The dramatic reduction in cross-border traffic since the start of Russia's full-scale war, maybe be one factor which has made it more difficult for drug smugglers. So, like luxury goods traders, criminals have also had to re-think their supply channels since the sanctions were introduced.
The increase in drug busts on the Ikla-Pärnu road so far this year, may be a sign that goods, which were previously destined for Russia, such as cocaine, are now instead moving through Estonia to the Nordic countries. It may also be the case, that contraband items, which previously came from Russia including cigarettes without tax stamps, are now being produced in the Baltics and is then transported via Estonia to Scandinavia.
"The price difference between Estonia and Finland isn't that big, maybe €1 per package. But if you take a box of cigarettes there, it's already €500, because there are 500 packs in a box and you can fit ten boxes in a car. /.../ And if you get €1 per pack /.../ then that's €5,000. That's the amount of money that makes people take the risk and move in that direction," explained Keres.
"Organized crime has this tendency, whereby when it sees that someone is turning off the taps in one place, it will then move to infiltrate the next place, where the taps have not been turned off. Because quantities (of drugs) in Europe are actually on the increase. Let's also consider the trafficking of cocaine into Europe.

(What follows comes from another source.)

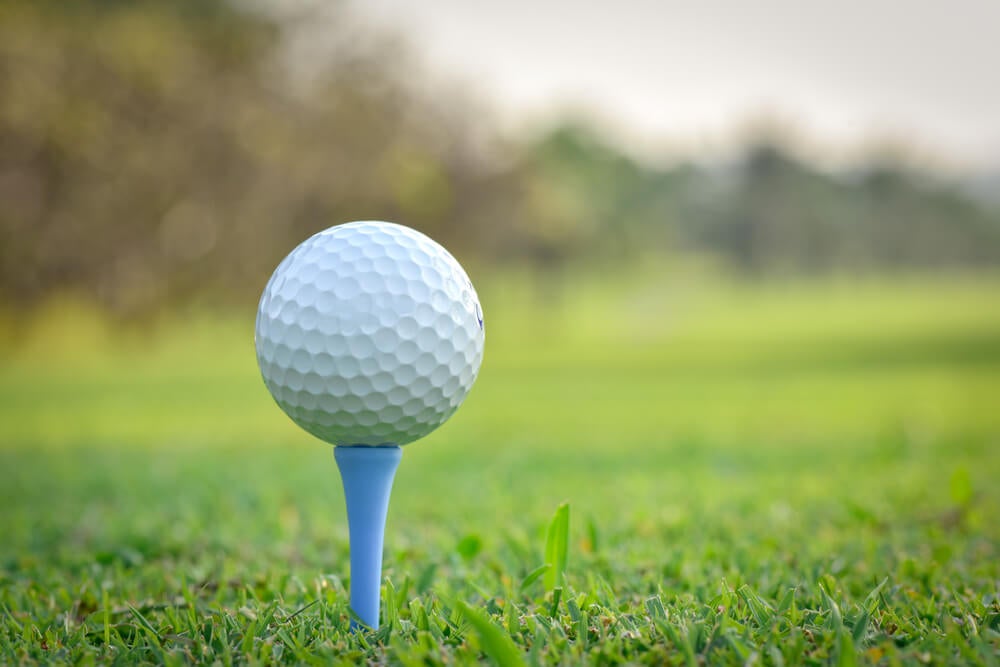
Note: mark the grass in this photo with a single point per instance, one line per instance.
(649, 471)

If in the 1980s the main export market for cocaine was the United States, then Europe is now very much /.../ becoming number one, just in terms of the quantities being shipped through major European ports," said Leis.
While people might be indifferent to the surge in smuggling, particularly as the vast majority involves goods, which are then destined to move on from Estonia, according to head of the organized crime bureau at the Central Criminal Police Ago Leis, that would be the wrong way to look at it.
That there has been a recent upsurge in drug-related deaths in Estonia is one thing. However, experience from around the world shows that an increase in organized crime also brings other risks.
"These are the new dangers that we may have to face in this region in the future too. Large sums of money, large quantities of drugs, different groups, (perhaps using) firearms for their own security or to solve certain problems," said Leis.
"We know from examples around the world, that terrorist attacks have been carried out with quite simple tools, with ordinary, everyday things. We're talking about cars, knives and other things like that, which can't be banned. All the more reason for those weapons that are extremely dangerous, that can kill a lot of people and, to definitely be placed under a lot more scrutiny," Puusepp said.
"In this case, we can look to an example from recent history, where European countries and internationally, in cooperation with the FBI, carried out Operation Trojan Shield (ANOM), in which a 3D printing workshop, which was producing automatic weapons, was actually discovered in Finland. These are the threats and the risks that need to be addressed." said Leis.